1. “While hiring contract attorneys is nothing new, creating a second class of full-timers is.” Fact checking please! Look back two decades: Law Firms Add Second Tier (New York Times, March 11, 1987) reports on Jones Day hiring “staff attorneys.” Or just one year ago, read in sibling ALM publication American Lawyer, Temporary Lawyer (Sep 06), “Some [large firms], like Skadden, Arps, Slate, Meagher & Flom and Sullivan & Cromwell, have created a new category of full-time attorneys outside the associate track to handle document review in place of temps.”

2. The new McDermott Will attorneys will “put in more like 30 to 40 hours and be paid something like 25 percent less, though an exact pay range hasn’t been decided.” Work what sounds like 1/3 to 1/2 the hours as many associates for 25% less… will some associates want “down grades?”

3. A Quinn Emanuel Urquhart Oliver & Hedges partner is quoted on the alternative of conducting reviews offshore: “In high-stakes litigation, it would be giving up too much control.
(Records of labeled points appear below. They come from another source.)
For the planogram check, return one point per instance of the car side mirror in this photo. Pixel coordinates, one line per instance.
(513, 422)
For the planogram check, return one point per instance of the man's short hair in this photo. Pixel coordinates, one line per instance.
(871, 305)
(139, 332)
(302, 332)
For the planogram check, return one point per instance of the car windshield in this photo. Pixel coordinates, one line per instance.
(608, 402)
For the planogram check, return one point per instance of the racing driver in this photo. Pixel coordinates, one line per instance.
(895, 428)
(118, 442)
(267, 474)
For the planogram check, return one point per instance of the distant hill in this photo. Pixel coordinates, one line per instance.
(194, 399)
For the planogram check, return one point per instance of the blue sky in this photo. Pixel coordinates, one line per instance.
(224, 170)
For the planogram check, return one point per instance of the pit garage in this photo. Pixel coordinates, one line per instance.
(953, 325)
A document that might seem harmless might be the key to victory, and we’d be really fearful that sort of thing would be missed.” As I’ve written many times (see, e.g., Onshore v Offshore Pivot Point - Part II (9/13/06)), this is an empirical question. Lawyers assume - usually without evidence - that whatever they are doing now works and works well. In my experience, US document reviews have fewer controls and QC processes than those conducted offshore.